Horsthausen ist mit starken Neuzugängen Aufstiegskandidat

Flo Drews (r.) kommt von Wanne 11 und will so in Zukunft auch für Horsthausen jubeln.
Flo Drews (r.) kommt von Wanne 11 und will so in Zukunft auch für Horsthausen jubeln.
Foto: FUNKE Foto Services
Was wir bereits wissen
Bei der Spielvereinigung Horsthausen sieht man sich selbst zwar nicht in der Favoritenrolle – besonders mit der neuen Offensivreihe scheint die Gerresheim-Elf aber gerüstet für den Kampf um die Meisterschaft.

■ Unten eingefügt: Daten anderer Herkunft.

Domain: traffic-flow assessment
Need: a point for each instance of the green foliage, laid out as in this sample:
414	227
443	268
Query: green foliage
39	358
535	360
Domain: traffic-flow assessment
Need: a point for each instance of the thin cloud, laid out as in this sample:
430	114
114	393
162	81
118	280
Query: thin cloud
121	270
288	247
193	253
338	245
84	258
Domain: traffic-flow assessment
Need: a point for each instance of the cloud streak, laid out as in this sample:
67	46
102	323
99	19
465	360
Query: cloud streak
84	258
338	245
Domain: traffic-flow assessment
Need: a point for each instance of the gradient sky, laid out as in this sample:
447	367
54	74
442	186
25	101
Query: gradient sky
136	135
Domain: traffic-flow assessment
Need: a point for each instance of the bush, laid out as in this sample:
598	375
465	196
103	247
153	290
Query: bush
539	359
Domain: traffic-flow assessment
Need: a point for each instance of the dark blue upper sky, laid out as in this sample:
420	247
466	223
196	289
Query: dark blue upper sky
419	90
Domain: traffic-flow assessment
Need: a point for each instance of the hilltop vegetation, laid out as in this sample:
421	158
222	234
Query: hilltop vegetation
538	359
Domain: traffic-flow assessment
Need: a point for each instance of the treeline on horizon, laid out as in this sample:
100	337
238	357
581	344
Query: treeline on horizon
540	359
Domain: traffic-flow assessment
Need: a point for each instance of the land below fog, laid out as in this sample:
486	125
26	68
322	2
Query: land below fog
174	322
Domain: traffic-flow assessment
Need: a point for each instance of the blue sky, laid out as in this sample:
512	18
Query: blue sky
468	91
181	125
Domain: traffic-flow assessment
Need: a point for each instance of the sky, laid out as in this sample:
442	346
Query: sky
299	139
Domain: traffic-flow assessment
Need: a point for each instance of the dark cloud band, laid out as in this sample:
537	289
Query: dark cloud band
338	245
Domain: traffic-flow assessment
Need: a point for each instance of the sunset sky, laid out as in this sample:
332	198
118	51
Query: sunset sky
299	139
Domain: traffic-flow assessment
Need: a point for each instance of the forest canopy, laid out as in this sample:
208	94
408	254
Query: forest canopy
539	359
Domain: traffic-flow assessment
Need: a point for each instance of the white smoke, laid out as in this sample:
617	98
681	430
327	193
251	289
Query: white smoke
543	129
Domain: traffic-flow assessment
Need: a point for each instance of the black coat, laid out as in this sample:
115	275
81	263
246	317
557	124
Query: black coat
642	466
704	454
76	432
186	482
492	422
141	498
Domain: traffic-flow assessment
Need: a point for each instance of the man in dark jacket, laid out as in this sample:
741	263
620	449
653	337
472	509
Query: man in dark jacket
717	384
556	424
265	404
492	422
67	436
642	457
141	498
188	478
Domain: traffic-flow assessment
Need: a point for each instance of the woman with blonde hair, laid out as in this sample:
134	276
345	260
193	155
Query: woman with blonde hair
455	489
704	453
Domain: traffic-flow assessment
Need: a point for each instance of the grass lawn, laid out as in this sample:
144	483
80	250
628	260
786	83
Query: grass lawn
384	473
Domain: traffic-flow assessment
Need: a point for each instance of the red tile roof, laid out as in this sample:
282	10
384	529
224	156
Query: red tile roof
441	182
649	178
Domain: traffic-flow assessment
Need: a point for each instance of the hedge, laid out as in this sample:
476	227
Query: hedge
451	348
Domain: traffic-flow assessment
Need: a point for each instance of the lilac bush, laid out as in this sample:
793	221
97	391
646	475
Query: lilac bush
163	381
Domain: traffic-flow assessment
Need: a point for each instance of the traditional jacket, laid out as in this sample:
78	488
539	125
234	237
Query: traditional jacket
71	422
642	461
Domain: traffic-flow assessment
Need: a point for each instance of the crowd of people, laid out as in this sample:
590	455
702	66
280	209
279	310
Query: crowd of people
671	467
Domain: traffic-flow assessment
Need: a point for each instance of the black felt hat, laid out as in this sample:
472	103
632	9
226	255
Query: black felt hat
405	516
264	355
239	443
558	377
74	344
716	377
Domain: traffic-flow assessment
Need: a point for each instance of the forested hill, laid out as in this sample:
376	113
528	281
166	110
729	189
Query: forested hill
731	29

Als überraschend widerstandsfähig erwies sich Fußball-Bezirksligist SpVgg Horsthausen in der abgelaufenen Saison. Allen verletzungsbedingten Ausfällen zum Trotz schwang sich die Gerresheim-Elf zur Nummer eins im Herner Bezirksliga-Fußball hinauf und belegte im zweiten Jahr nach dem Aufstieg den dritten Platz.

Drei Neue für die Angriffsreihe

Die Sportvereinigung scheint bereits durchaus reif zu sein für den nächsten Schritt. Und sieht man sich die personellen Ergänzungen in diesem Jahr an, wird dieser Eindruck nur unterstrichen. Horsthausen mausert sich zum Titelkandidat.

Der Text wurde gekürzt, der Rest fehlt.